Chivalry and the Costa Concordia Tragedy: Did it Sink with the Ship?

Door Opening
Door Opening

By now we've all heard about Captain Francesco Schettino who who abandoned his sinking ship in the Costa Concordia tragedy. (In stark contrast, the ship's purser Manrico Giampedroni stayed aboard to ensure all crew and passengers were evacuated.) When the ship was going down, Schettino jumped off the boat and would not go back on even under intense orders to do so. He apparently wasn't the only one who panicked because there are reports that men were pushing women and children out of the way to get to the safety boats.

Accounts from a few Australian passengers range from bad to worse: One woman says "I was standing by the lifeboats and men, big men, were banging into me and knocking the girls," while another recounts, "There were big men, crew members, pushing their way past us to get into the lifeboats."

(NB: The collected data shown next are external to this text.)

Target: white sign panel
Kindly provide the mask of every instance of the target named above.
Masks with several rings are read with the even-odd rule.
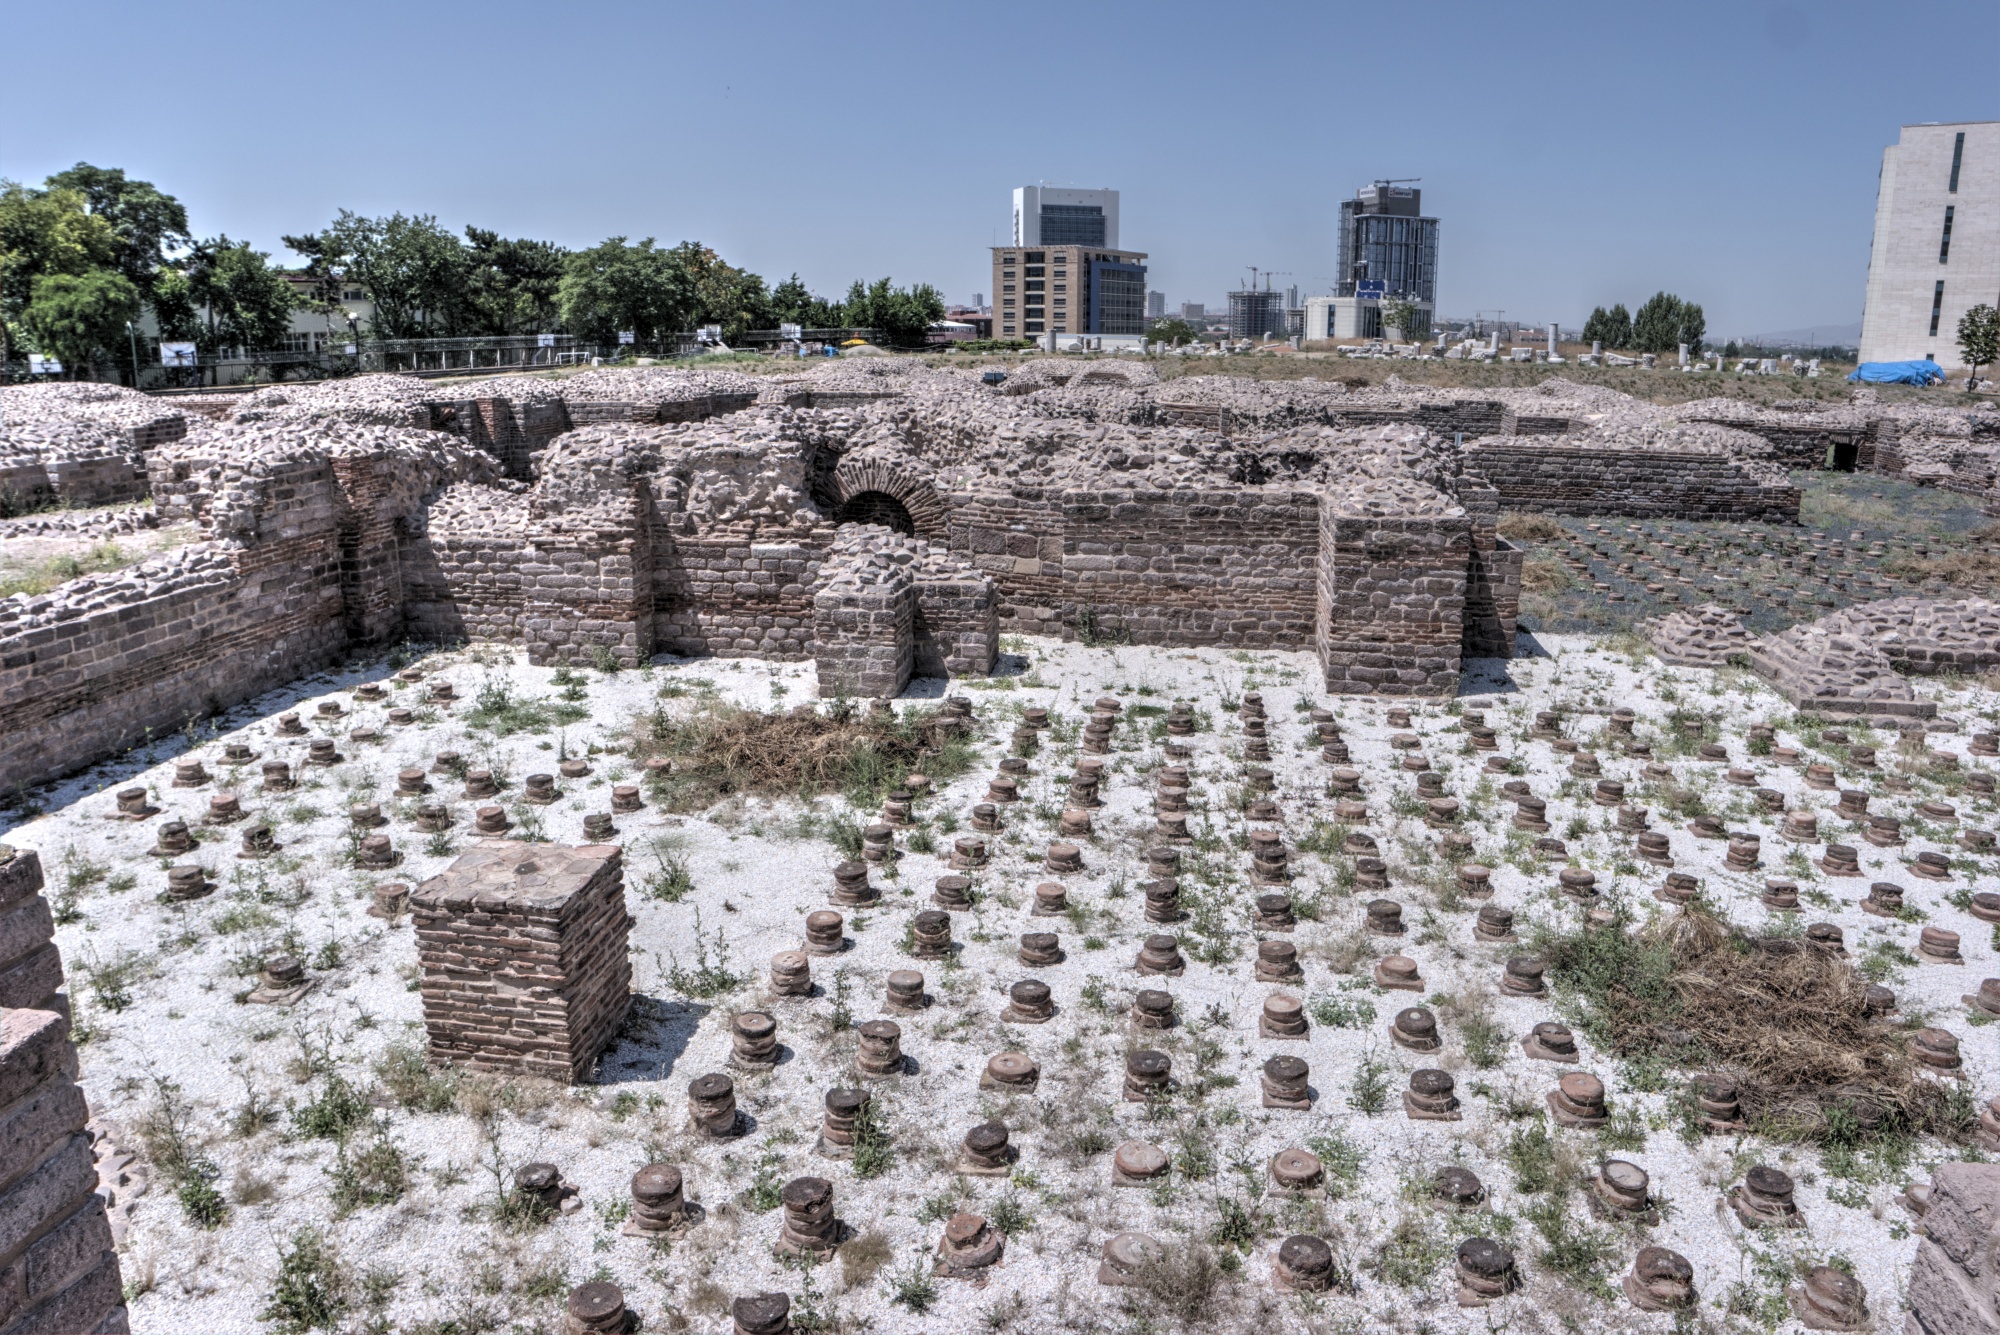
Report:
[[[621,345],[637,343],[638,341],[639,335],[636,331],[631,329],[621,329],[618,331],[618,342]]]
[[[61,375],[62,363],[53,357],[44,357],[40,353],[31,352],[28,354],[28,374]]]
[[[795,324],[781,324],[778,326],[778,337],[797,343],[805,337],[805,330]]]
[[[195,364],[194,344],[192,343],[160,344],[160,365],[193,366],[194,364]]]
[[[554,334],[536,334],[536,335],[535,335],[535,346],[536,346],[536,347],[538,347],[538,348],[553,348],[553,347],[554,347],[555,345],[556,345],[556,336],[555,336]]]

Naturally panic mode can easily set in during life and death situations and it does not discriminate according to gender. Of course, it goes without saying that the crewmembers should have stayed behind to help with proper evacuation, and children and elderly should have gone first. I would also say that the moms should have gone with their children in order to keep them safe and calm. But what about the cases of young, single females vs. males? Should the men have gone last in the era of equal rights between the sexes?

Related: is "act like a lady" sound advice - or totally sexist?

This case is extreme but it stir up the age old question yet again: is chivalry dead (as Rich Lowry does in his piece in the NY Post)? Perhaps more than that, the question should be, do us women, us moms around the globe in 2012 expect it…and should we?

We all know those women who balk at men for holding doors to the point that some men are reluctant to do anything chivalrous and get called out for being sexist. However, there is a clear difference between being courteous and sexist. I find the adage that holding a door or walking a woman home is sexist, well, ridiculous. I think those small courteous (or chivalrous if must call them) acts of generosity are endearing and yes, I'm all for equal rights and opportunity between the sexes but is it really so bad when a man shows a thoughtful gesture toward a woman? I don't think it is. Having equal rights does not obliterate manners or consideration. And I'm sure I just might get called out for being everything from right wing conservative to 1950s woman, neither of which I am.

It's nothing less than infuriating to get trampled on a subway by a 6'2 business executive scrambling to get a seat (although I tend to think it's more the individual man rather than the gender as a whole), yet I have also been offered a seat by a gentleman many times as well. I don't think men should necessarily have to offer a seat to woman, unless that woman is holding a small child, pregnant, or elderly, but I do appreciate the gesture. Of course, I've encountered women who do the same self-centered subway push but more often than not, it's the women who will give up a seat when they see someone in need.

Related: Is it sexist to ask a working mom how she "does it all"?

Growing up in school, it was always the boys who carried the heavy books and climbed up ladders for the teachers. The girls were often allowed to go ahead of the boys' lines, with a teacher saying "Ladies first." Boys were taught in many small ways to be chivalrous but today it doesn't happen as often. I have taught my son from a very early age to never disrespect a girl, let alone hit her. He knows that he can defend himself against a boy but never touch a girl.

I hope he does grow up to be a teen that curbs his language around girls, a man who holds the door for girlfriend and eventually his wife, and someone who gives up his seat to those less fortunate. While I don't expect chivalry, I gotta admit I do like it when I see it in action.